The bow made a faint whistling noise, the arrow speeding over the scant yards and racing towards Ulfgar’s chest. In less than a blink, an axe deflected the missile, the second axe already spinning end over end before the blade buried itself in Atli’s forehead, freezing a look of complete surprise on his pale features. As he slumped in the doorway, Thorir let out a hollow, empty sound, part groan, part whistle, his knees sagging slightly as the tip of his sword hit the cold earth.
‘An honourable man would let you walk away from here Thorir, to bury your son, to live your days with your grief, to let you fester and poison yourself with hatred, and rage, and thoughts of revenge.’
Ulfgar stalked closer to Thorir, just out of reach, as Thorir tightened his grip on the hilt of his sword, waiting for his chance, trying to block the image of his son’s split head out of his thoughts.
‘An honourable man would challenge you to a duel, with attendants, and let you avenge your progeny. My honour was burnt, raped, sold into slavery and ultimately murdered. ‘ Ulfgar’s voice rose in strength and force, the last few words coming out in a bellow that froze Thorir to the spot as Ulfgar leaned in towards him, their noses scant inches apart.
‘I am not an honourable man. ‘
Thorir lunged forward, so entranced by Ulfgar’s twisted face he didn’t see the backward-gripped axe between them, or feel the parting of the cloth and flesh on his belly as Ulfgar slashed upwards. Steaming intestines spilled out on the dew-jewelled grass as Thorir’s sword clattered harmlessly off Ulfgar’s mailed side.

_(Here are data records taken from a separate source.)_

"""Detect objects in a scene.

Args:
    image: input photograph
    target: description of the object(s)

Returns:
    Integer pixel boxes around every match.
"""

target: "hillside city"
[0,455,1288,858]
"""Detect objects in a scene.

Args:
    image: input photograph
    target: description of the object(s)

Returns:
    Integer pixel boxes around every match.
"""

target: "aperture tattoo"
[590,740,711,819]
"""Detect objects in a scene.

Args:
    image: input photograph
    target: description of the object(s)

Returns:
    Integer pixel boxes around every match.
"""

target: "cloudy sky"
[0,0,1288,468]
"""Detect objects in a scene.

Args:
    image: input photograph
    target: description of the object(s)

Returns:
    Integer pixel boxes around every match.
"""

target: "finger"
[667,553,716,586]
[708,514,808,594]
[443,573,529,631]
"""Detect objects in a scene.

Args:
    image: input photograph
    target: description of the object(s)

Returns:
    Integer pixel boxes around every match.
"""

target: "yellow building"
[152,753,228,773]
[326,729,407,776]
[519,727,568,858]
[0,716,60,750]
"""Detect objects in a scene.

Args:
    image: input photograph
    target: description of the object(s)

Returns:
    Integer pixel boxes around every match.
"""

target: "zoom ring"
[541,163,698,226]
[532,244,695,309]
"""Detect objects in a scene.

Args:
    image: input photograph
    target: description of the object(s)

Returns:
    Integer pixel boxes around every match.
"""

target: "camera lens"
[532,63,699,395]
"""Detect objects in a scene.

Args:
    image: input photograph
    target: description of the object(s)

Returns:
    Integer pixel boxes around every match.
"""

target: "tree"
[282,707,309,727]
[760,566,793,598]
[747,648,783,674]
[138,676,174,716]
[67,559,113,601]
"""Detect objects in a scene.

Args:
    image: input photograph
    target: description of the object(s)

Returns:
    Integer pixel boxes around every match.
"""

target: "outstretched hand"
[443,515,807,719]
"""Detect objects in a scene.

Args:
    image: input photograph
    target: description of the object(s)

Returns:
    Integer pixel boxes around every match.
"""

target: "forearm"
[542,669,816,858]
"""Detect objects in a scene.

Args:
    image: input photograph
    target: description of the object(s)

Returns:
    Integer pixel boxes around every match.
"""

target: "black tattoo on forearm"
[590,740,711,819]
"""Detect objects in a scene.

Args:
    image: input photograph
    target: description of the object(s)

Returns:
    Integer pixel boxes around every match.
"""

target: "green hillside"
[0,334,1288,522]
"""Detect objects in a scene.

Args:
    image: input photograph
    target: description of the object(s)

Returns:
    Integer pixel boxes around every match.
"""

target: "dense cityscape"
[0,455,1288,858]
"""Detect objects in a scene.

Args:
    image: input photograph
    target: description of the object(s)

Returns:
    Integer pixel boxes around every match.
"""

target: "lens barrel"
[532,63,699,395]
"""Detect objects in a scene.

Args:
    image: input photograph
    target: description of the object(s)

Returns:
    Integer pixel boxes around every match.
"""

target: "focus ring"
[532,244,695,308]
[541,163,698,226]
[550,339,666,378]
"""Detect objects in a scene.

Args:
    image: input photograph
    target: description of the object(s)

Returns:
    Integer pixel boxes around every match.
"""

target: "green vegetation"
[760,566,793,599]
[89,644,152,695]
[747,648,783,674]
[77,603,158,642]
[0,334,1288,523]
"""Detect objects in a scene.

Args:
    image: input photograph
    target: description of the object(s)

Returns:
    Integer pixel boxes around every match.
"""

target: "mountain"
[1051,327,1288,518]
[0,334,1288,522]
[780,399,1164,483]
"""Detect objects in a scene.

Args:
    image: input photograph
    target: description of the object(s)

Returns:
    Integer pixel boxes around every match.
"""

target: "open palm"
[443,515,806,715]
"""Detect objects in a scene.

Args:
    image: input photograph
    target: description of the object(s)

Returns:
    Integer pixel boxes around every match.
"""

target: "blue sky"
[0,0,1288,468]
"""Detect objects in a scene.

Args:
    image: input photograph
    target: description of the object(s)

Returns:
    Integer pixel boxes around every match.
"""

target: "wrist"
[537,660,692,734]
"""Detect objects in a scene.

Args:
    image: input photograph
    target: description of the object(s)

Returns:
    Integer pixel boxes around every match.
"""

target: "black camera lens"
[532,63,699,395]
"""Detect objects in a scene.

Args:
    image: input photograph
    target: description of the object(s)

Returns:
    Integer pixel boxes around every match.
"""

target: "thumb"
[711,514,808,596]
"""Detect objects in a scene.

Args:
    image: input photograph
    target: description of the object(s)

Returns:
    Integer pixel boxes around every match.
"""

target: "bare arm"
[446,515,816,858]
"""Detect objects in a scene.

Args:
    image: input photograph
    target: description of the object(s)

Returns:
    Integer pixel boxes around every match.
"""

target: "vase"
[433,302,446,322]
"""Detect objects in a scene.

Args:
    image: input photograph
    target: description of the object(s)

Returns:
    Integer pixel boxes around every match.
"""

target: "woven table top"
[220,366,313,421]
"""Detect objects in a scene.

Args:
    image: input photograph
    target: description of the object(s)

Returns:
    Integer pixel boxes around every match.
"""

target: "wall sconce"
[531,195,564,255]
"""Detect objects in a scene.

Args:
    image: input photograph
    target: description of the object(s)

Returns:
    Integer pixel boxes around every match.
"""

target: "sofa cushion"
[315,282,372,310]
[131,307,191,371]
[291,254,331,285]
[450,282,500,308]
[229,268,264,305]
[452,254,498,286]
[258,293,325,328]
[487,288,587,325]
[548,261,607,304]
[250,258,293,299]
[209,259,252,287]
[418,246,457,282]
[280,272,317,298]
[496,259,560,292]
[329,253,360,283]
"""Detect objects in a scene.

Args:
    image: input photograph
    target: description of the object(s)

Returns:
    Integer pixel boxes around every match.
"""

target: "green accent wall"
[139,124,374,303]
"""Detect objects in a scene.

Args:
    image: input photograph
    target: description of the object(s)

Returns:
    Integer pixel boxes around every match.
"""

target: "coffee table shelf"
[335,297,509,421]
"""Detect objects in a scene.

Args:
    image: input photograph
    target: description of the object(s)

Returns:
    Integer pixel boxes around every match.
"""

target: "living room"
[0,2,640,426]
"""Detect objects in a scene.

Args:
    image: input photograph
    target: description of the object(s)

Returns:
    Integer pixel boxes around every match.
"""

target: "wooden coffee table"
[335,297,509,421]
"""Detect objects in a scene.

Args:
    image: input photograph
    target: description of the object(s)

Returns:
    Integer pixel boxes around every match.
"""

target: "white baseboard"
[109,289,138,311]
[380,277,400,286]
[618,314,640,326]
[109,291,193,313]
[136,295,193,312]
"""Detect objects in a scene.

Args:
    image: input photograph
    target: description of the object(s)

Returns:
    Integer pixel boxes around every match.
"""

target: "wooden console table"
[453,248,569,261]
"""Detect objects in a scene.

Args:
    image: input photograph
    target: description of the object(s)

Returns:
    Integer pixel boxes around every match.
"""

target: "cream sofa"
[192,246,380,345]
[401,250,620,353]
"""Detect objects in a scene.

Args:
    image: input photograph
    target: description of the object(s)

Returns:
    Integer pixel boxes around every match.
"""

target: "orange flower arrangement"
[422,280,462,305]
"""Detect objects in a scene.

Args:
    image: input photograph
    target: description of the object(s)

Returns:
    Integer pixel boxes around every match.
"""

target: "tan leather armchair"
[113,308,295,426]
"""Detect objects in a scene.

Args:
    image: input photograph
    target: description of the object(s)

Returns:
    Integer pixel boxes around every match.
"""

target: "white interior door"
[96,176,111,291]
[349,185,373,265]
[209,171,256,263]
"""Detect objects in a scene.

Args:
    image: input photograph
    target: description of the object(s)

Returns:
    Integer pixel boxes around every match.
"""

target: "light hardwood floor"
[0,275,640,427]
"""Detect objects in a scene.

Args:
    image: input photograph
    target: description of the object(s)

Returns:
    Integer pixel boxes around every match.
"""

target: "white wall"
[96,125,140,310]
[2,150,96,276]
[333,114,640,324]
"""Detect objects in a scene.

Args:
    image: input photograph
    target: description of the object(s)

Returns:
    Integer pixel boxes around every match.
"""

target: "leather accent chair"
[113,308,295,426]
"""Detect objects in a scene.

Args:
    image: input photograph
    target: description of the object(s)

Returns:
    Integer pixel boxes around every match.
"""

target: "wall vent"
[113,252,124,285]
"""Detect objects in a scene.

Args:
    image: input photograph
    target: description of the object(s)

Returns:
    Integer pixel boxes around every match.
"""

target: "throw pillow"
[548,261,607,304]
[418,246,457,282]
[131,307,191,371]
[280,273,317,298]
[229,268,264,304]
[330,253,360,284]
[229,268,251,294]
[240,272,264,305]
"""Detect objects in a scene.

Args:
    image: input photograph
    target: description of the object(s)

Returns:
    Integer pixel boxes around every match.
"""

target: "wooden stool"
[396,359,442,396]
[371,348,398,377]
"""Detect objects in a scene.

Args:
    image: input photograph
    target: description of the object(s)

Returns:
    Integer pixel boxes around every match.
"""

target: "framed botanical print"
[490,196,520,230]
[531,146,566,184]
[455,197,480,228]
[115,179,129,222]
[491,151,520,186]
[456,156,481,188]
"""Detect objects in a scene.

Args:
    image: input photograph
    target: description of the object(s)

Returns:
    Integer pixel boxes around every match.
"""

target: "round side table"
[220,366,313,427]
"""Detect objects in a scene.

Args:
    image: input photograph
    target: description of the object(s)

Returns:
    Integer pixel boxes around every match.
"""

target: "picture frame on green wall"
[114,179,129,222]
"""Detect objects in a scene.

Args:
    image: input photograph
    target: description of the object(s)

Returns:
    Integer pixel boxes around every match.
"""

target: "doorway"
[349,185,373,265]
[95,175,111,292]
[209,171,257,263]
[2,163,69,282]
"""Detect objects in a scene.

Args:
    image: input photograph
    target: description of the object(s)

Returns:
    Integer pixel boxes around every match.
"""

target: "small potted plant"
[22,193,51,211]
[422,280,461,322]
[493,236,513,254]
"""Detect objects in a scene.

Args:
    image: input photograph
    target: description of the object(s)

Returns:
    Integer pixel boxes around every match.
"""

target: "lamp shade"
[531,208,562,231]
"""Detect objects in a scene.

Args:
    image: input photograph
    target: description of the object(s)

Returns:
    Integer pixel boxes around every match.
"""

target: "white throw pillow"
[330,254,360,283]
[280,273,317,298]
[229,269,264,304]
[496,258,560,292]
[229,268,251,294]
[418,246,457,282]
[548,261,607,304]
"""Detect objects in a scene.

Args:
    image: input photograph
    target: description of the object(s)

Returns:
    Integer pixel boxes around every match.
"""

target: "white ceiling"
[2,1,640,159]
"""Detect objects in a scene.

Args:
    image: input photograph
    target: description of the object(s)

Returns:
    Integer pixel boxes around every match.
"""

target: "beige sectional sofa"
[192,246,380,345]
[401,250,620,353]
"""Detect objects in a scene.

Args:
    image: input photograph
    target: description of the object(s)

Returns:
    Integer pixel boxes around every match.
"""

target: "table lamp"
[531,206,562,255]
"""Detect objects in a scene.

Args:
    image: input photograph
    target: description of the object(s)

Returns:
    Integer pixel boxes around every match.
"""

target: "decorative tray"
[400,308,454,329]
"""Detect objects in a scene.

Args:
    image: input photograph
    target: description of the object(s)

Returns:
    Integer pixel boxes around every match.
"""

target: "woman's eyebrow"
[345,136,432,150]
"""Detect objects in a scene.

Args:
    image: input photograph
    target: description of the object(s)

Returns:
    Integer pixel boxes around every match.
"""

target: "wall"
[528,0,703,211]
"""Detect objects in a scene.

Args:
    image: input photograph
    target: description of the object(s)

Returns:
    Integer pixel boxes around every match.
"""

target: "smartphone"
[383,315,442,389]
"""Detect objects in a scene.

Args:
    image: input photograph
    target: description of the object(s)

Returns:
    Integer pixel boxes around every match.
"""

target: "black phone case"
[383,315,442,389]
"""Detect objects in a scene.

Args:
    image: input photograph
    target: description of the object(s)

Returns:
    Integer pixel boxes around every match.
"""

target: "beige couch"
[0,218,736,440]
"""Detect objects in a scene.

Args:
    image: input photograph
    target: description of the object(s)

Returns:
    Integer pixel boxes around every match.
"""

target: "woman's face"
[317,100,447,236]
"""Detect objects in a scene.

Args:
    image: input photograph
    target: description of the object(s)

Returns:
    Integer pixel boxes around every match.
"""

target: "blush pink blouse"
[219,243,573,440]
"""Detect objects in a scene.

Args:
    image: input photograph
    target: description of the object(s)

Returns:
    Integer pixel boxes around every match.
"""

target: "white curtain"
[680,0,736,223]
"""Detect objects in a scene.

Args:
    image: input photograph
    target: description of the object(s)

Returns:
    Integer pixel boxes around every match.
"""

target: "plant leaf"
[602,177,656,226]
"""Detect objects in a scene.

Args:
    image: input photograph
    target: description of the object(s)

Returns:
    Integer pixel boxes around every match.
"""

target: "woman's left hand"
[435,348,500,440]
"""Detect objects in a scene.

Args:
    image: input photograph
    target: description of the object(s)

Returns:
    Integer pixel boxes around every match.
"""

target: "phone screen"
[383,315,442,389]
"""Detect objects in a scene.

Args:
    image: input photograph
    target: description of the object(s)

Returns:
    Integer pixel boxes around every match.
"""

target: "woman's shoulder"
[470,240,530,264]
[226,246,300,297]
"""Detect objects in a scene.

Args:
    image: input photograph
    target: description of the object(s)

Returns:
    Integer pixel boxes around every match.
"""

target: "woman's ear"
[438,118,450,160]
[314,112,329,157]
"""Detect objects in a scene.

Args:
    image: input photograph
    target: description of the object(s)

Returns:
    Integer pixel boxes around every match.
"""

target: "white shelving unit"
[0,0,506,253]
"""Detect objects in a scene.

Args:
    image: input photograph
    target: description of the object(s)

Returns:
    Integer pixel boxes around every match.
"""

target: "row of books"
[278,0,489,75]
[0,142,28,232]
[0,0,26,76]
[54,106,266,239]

Confused and numb, Thorir tried to claw his looping guts back into his prodigious belly, oblivious to Ulfgar sidestepping around him, reaching down and grabbing lengths of slippery, greasy intestines in both gloved hands.
‘My god hung himself in return for knowledge. He will take your secrets from you as you fade away Thorir, as I give a gift to him of a dishonourable man.’
Loop after loop of hot, worming intestine looped around Thorir’s neck, and around his hands as he tried feebly to stop Ulfgar. Tighter and tighter, the seemingly endless coils of gut wound around Thorir’s throat as he struggled for breath. Moving in front of the dying man, Ulfgar slipped a small knife from a sheath suspended from his neck, carving four angled lines into Thorir’s forehead before pushing the dead man back onto his heels, hands still bound to his throat by his own innards.
‘May Odin be swift with you. Swifter than you were with Sigrid and Thorleif.’